Here are some of my top tips for completing online open-book exams.
I don’t know about you, but the minute that the calendar goes from April into May, everything changes. May is famously unpopular for the return of everyone’s least favourite season – exam season. These next couple of weeks, I have made it my mission to try and get back into sort some of routine to be ready for exams, and I thought I would share with you the best ways I have found to do just that!
You still need to prepare well for open book exams. Revision is key and you won’t be able to cram everything into 7 days. Make a list of the main topics in your module, go through the reading lists – starting with the broader literature. Go through review papers, overview articles that give you a broader view first and then go into the specifics.
Study the exam structure
Ask yourself - What type of questions are going to be asked? How many are there? How are you going to split the time? What is it asking from you?

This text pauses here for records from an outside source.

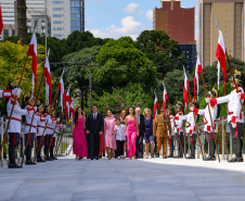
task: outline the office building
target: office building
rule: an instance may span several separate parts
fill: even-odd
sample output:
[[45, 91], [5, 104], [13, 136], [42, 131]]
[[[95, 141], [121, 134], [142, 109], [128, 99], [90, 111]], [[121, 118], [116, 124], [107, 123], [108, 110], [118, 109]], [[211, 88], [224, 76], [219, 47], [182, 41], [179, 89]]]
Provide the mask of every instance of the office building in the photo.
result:
[[244, 0], [199, 0], [199, 46], [203, 65], [212, 65], [219, 32], [223, 34], [228, 54], [244, 61]]

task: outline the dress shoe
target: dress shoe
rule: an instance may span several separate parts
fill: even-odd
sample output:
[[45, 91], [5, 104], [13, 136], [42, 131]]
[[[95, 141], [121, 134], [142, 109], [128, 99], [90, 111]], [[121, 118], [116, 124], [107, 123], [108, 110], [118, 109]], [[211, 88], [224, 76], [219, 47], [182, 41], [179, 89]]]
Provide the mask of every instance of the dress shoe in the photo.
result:
[[208, 155], [204, 161], [215, 161], [216, 158], [211, 158], [210, 155]]
[[40, 159], [37, 159], [37, 162], [38, 163], [43, 163], [44, 161], [40, 158]]

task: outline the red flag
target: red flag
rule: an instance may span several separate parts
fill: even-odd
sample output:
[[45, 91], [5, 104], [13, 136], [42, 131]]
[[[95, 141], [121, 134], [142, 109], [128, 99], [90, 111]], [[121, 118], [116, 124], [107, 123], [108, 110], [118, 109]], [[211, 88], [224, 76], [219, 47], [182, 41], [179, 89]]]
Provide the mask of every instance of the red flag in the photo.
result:
[[189, 101], [189, 97], [188, 97], [188, 88], [189, 87], [190, 87], [190, 84], [189, 84], [188, 76], [186, 76], [185, 70], [184, 70], [183, 99], [184, 99], [184, 102], [185, 102], [186, 112], [188, 112], [188, 101]]
[[3, 21], [2, 21], [2, 8], [0, 5], [0, 35], [2, 34]]
[[164, 109], [164, 112], [166, 114], [166, 101], [168, 100], [168, 93], [167, 93], [167, 90], [166, 90], [164, 81], [163, 81], [163, 85], [164, 85], [163, 109]]
[[157, 115], [157, 108], [158, 106], [159, 106], [159, 103], [158, 103], [157, 96], [156, 96], [156, 92], [155, 92], [155, 101], [154, 101], [154, 109], [153, 109], [154, 118], [155, 118], [155, 115]]
[[203, 68], [202, 68], [202, 64], [199, 61], [199, 55], [197, 55], [196, 67], [195, 67], [195, 77], [194, 77], [194, 99], [195, 99], [195, 95], [197, 95], [197, 97], [198, 97], [199, 73], [203, 73]]
[[31, 70], [33, 70], [33, 95], [35, 97], [36, 89], [37, 89], [37, 37], [36, 34], [33, 34], [29, 50], [27, 55], [33, 56]]
[[222, 32], [219, 30], [219, 39], [216, 49], [216, 58], [220, 63], [220, 67], [223, 72], [223, 83], [224, 83], [224, 95], [225, 95], [225, 83], [227, 83], [227, 58], [225, 58], [225, 46], [223, 40]]
[[46, 76], [46, 100], [47, 103], [52, 103], [52, 79], [51, 79], [51, 72], [50, 72], [50, 63], [48, 58], [46, 59], [43, 75]]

It sounds silly but most of the advice lecturers give is to make sure you read the questions carefully, and that you understand what you are being asked. They tell you to underline the key terms and make sure you stay on topic.
Use the facilities
We can now go back into Uni! Recently, I have found relief in group study rooms. Studying with course mates is a great way to get in the exam headspace. Sharing notes, references and panic are all vital aspects of getting yourself ready for exams and the study spaces are brilliant for all these things. Also, course discussion boards have a lot of useful information on there so use them as much as you can.
I know that reading notes, rereading notes and rewriting notes is a tried and tested way to revise but studies have shown there is actually very little benefit in this. * Practice is critical when it comes to retrieving information from your long-term memory – and even though we have open book exams, it’s still the best way to learn! Also, by practising questions you improve your exam technique, articulation skills and general essay writing proficiency so there really is no downside. There are a lot of past papers available on Blackboard for your courses, so that’s a good place to start.
Before finding out what your exam questions are, prepare yourself by going through your course content, summarising the main modules, themes, and topics, and then finding comprehensive and strong references for each one of them. For open book exams you can spend hours even days looking for the best references, so use your time wisely and find what you need before you’ll need it. Remember, try not to find references that suit your arguments, instead shape your arguments from your reading.
Best of luck to you all and I’ll see you on the other side!
*Butler, Andrew C. “The Critical Role of Retrieval Practice in Long-Term Retention.” Trends in cognitive sciences. 15.1 (2011): 20–27. Web.